You can plant multiple houseplants in one pot, but the success rate depends entirely on whether the plants you choose have matching care needs.
When It Works, and When It Does Not
Combined pots work when:
- All plants need the same light level (all bright indirect, all low light).
- All plants want the same watering rhythm.
- All plants prefer the same broad substrate type.
- The plants grow at roughly similar rates, or you are prepared to trim the fastest one back.

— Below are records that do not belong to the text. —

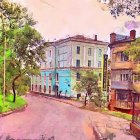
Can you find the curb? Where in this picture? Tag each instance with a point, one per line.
(13, 111)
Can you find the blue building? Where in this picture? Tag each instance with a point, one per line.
(66, 59)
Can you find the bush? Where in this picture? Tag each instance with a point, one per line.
(9, 104)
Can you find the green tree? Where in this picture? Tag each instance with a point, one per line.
(122, 7)
(88, 84)
(25, 46)
(134, 52)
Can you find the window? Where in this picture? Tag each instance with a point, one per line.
(58, 63)
(136, 78)
(50, 64)
(77, 63)
(45, 65)
(124, 57)
(89, 51)
(99, 64)
(89, 63)
(57, 77)
(78, 76)
(50, 53)
(100, 76)
(124, 77)
(100, 52)
(78, 49)
(50, 76)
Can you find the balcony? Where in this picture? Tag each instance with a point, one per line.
(136, 67)
(136, 87)
(121, 85)
(123, 104)
(122, 65)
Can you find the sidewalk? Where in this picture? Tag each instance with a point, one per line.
(67, 101)
(111, 127)
(105, 126)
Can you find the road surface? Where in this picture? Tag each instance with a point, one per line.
(47, 120)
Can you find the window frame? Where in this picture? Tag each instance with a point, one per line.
(78, 60)
(78, 50)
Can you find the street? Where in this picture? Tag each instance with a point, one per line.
(47, 119)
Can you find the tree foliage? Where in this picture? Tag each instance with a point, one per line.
(88, 84)
(24, 45)
(134, 53)
(123, 7)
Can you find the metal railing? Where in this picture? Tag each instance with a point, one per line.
(124, 104)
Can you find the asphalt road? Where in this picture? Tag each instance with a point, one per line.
(47, 120)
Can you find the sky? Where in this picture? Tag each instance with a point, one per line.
(59, 18)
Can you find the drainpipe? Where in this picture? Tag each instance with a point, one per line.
(55, 66)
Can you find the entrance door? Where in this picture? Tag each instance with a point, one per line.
(49, 89)
(56, 88)
(44, 89)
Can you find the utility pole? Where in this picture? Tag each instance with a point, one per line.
(4, 57)
(4, 68)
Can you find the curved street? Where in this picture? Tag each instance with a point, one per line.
(47, 119)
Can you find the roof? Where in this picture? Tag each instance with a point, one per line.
(80, 38)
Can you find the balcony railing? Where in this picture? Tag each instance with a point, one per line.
(122, 65)
(121, 85)
(136, 87)
(124, 104)
(137, 116)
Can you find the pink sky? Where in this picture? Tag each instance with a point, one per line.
(59, 18)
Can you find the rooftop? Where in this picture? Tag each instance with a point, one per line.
(81, 38)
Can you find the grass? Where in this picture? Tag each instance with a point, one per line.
(118, 114)
(9, 104)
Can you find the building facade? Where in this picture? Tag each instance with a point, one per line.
(66, 60)
(125, 81)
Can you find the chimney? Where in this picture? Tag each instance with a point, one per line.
(95, 37)
(112, 37)
(132, 34)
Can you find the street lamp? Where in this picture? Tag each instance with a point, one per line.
(4, 53)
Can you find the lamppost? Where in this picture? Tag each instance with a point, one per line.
(133, 107)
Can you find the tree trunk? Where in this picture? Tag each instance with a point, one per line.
(13, 87)
(86, 99)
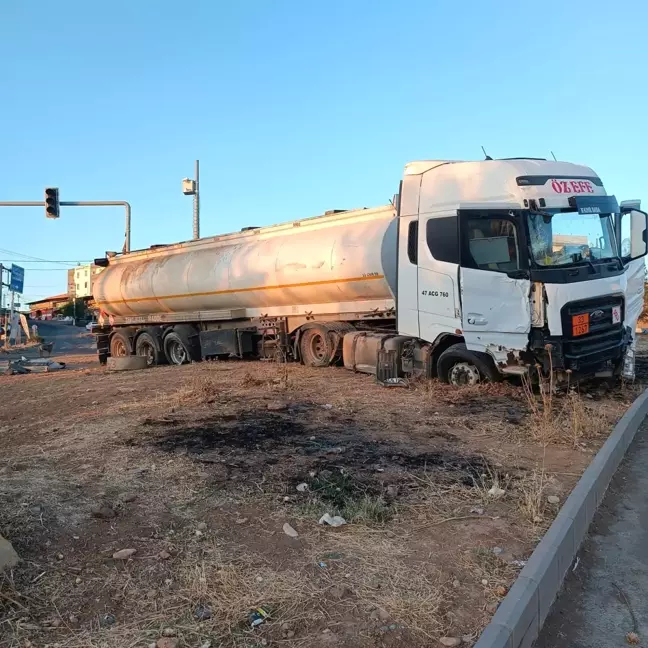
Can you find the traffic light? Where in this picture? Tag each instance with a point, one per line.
(51, 202)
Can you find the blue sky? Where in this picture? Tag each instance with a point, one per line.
(294, 107)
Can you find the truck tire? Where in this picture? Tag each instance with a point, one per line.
(120, 346)
(458, 366)
(318, 347)
(147, 346)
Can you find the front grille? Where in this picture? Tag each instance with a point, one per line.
(605, 338)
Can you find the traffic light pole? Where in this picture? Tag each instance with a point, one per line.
(83, 203)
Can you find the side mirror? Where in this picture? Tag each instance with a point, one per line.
(633, 234)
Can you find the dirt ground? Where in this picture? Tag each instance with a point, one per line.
(198, 469)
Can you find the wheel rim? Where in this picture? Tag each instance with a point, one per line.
(464, 373)
(148, 352)
(118, 348)
(177, 353)
(318, 346)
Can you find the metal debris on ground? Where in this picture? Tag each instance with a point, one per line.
(25, 366)
(258, 616)
(332, 520)
(394, 382)
(290, 531)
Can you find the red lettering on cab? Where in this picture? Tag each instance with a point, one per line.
(572, 186)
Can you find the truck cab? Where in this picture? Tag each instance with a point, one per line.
(508, 264)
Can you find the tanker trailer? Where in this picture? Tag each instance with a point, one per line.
(478, 270)
(289, 290)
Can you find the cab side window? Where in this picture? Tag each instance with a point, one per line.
(442, 235)
(491, 244)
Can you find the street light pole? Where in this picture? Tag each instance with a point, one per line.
(197, 202)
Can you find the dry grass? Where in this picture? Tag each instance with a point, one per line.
(399, 553)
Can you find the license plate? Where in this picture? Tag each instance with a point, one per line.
(580, 324)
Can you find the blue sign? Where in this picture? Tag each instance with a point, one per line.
(17, 282)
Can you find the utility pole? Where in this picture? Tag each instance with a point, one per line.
(192, 188)
(197, 202)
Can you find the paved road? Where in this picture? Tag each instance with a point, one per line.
(591, 611)
(68, 340)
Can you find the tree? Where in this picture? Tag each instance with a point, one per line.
(76, 308)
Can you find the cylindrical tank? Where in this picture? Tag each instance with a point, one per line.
(342, 257)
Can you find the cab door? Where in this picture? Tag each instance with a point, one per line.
(631, 234)
(438, 275)
(495, 284)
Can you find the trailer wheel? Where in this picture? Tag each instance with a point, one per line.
(458, 366)
(119, 345)
(317, 347)
(175, 350)
(147, 347)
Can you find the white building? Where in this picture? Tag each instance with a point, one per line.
(84, 277)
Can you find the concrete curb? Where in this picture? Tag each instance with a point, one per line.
(520, 616)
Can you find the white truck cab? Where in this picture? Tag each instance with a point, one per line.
(527, 260)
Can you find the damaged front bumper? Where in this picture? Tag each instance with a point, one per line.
(583, 357)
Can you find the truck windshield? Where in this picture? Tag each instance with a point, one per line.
(567, 238)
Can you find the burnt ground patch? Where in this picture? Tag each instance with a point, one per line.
(287, 448)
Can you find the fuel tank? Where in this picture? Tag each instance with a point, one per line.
(340, 257)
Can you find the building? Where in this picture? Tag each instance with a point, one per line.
(81, 280)
(48, 307)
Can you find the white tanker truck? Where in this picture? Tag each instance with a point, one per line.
(477, 270)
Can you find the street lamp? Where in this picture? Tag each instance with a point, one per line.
(192, 188)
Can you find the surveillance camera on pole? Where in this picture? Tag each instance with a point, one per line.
(192, 188)
(188, 187)
(52, 208)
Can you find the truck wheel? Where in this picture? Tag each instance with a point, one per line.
(317, 347)
(147, 347)
(119, 345)
(458, 366)
(175, 350)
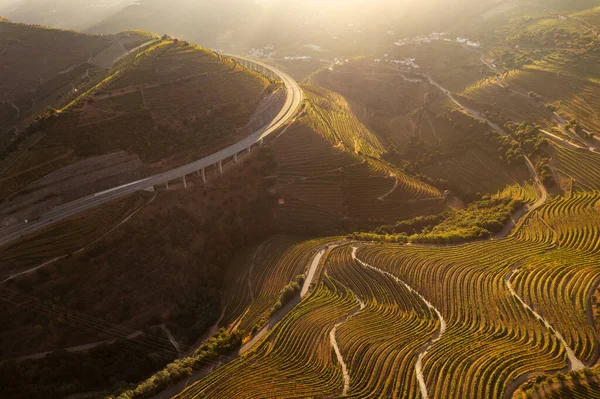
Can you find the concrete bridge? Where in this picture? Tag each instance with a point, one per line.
(200, 168)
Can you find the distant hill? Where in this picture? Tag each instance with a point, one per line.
(64, 14)
(214, 24)
(172, 104)
(65, 61)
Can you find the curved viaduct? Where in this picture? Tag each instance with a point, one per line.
(294, 97)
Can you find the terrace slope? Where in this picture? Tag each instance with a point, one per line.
(331, 175)
(421, 132)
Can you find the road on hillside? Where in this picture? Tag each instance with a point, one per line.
(294, 97)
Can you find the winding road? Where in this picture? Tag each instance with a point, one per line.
(425, 349)
(294, 98)
(575, 363)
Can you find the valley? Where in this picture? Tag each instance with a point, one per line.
(411, 211)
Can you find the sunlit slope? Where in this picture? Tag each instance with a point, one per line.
(171, 104)
(577, 171)
(380, 343)
(420, 127)
(331, 172)
(38, 67)
(296, 357)
(256, 277)
(490, 338)
(566, 223)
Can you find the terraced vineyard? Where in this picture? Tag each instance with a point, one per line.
(259, 277)
(380, 343)
(296, 357)
(567, 223)
(582, 168)
(323, 182)
(579, 98)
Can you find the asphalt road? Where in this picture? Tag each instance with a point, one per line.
(294, 97)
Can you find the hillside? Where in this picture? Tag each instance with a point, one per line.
(169, 105)
(424, 133)
(62, 59)
(424, 224)
(332, 176)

It does not work when you put a Calathea (humidity-loving, wants moisture) next to a Sansevieria (drought-tolerant, hates wet feet), even if they look good together in the garden centre. One of them is being slowly killed by every watering decision.
Good Combinations
Three pairings we have planted up successfully at the nursery:
Bright low-fuss bowl: Sansevieria, Haworthia, and a small Aloe. All want bright light, a dry-down between waterings, and a gritty mix. See our Cacti and Succulent collection for similar candidates.
Trailing pothos planter: Two or three different Epipremnum cultivars in one wide pot (for example Golden, N'Joy, and Marble Queen). Identical care, complementary leaf patterns, fills out beautifully over a few months.

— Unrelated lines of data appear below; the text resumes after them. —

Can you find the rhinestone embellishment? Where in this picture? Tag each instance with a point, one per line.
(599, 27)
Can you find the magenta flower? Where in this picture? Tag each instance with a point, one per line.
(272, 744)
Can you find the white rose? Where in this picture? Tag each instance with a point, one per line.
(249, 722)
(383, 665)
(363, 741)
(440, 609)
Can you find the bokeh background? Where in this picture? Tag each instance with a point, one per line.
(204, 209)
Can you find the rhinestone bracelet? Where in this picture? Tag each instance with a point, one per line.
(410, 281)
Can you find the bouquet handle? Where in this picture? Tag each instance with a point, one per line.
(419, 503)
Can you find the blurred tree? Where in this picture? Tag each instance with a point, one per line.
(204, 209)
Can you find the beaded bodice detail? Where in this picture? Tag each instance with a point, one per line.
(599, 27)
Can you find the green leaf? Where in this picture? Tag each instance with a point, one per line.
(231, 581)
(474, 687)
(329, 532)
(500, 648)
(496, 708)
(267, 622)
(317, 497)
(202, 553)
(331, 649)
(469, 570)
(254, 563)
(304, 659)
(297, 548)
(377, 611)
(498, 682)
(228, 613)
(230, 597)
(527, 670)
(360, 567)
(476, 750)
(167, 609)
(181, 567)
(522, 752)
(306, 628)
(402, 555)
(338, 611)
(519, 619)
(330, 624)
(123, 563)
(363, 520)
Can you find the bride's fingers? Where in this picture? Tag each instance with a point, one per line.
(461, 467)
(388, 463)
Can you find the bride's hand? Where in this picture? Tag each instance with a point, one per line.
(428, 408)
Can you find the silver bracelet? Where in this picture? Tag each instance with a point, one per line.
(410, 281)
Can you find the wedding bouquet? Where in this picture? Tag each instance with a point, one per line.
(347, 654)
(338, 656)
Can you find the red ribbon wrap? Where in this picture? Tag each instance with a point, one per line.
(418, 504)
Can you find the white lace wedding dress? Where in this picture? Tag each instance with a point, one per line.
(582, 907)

Humid tropical bowl: Small Fittonia, Peperomia, and a Pilea. All happy in medium light, all want consistent moisture without being soggy, all stay compact. This is great for a kitchen or a bathroom with a window.
Our Four Rules for Potting Plants Together
1. Use a pot that is wider than it is deep
A wide shallow pot gives you room to space the plants properly without forcing the roots into competition. A tall narrow pot stacks water and cold air at the bottom and tends to rot the plant nearest the centre.

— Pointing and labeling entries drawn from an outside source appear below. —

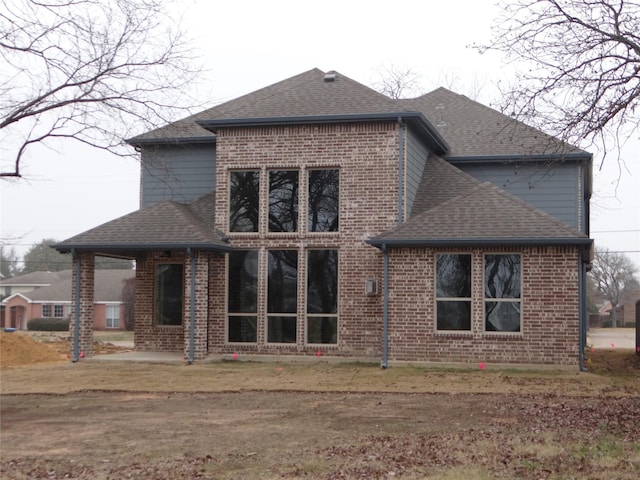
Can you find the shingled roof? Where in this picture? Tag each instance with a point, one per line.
(107, 287)
(462, 127)
(164, 225)
(310, 97)
(440, 182)
(472, 129)
(306, 94)
(481, 215)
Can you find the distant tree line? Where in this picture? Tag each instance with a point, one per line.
(42, 258)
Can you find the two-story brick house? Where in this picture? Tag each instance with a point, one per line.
(317, 215)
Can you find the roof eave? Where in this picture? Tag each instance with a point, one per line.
(141, 142)
(469, 242)
(433, 135)
(141, 247)
(574, 156)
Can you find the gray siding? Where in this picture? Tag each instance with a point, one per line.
(177, 172)
(416, 155)
(551, 188)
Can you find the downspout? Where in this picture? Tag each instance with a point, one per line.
(582, 340)
(400, 168)
(192, 319)
(385, 308)
(76, 331)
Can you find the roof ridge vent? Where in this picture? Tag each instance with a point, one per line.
(330, 77)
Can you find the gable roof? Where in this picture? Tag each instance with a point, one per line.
(164, 225)
(107, 288)
(481, 215)
(474, 130)
(310, 97)
(455, 125)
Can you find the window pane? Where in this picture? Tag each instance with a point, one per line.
(453, 315)
(322, 329)
(323, 201)
(502, 276)
(281, 329)
(244, 201)
(243, 328)
(283, 201)
(113, 316)
(502, 316)
(453, 275)
(168, 294)
(282, 291)
(322, 281)
(243, 281)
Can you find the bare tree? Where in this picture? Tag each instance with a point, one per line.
(397, 82)
(580, 79)
(611, 273)
(95, 71)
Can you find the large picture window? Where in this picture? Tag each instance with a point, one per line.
(169, 292)
(282, 296)
(453, 292)
(242, 297)
(244, 201)
(502, 292)
(322, 296)
(323, 201)
(283, 201)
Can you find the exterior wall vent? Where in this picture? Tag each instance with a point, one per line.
(330, 77)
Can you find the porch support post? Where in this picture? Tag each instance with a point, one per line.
(196, 315)
(81, 325)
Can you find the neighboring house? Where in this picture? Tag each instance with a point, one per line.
(22, 284)
(317, 215)
(55, 301)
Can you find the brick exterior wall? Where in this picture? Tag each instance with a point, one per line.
(367, 158)
(550, 309)
(87, 267)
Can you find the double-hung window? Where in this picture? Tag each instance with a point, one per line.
(502, 293)
(244, 201)
(453, 291)
(283, 201)
(322, 296)
(242, 296)
(169, 292)
(112, 316)
(323, 200)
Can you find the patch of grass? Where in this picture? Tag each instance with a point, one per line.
(113, 336)
(460, 473)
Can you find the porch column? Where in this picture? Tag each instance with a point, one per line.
(196, 294)
(82, 305)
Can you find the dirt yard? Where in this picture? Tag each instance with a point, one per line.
(237, 420)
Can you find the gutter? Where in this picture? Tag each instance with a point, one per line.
(576, 156)
(140, 247)
(400, 168)
(468, 242)
(385, 308)
(582, 309)
(76, 331)
(192, 312)
(437, 141)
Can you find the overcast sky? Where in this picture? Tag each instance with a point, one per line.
(251, 44)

2. Match the substrate to the thirstiest plant
This is the most common mistake. People split the difference. Instead, pick the plant that needs the most drainage and use a mix that suits it; the others will adapt. For a tropical mix we use Jungle Mix; for a succulent bowl, Desert Mix. Full range in the substrate collection.
3. Leave space between root balls
Aim for at least 3 to 5 cm between root balls when you plant them. Roots will fill the gap soon enough. Plants jammed in shoulder to shoulder compete immediately for water and start dropping leaves within weeks.
4. Water based on the whole pot, not the individual plant
You now have one pot and one substrate. Water it as a single unit, based on the watering rhythm you established for the whole group. Do not try to water "just the fern" with a syringe; the water travels sideways and either over-waters the neighbours or sits in dry pockets.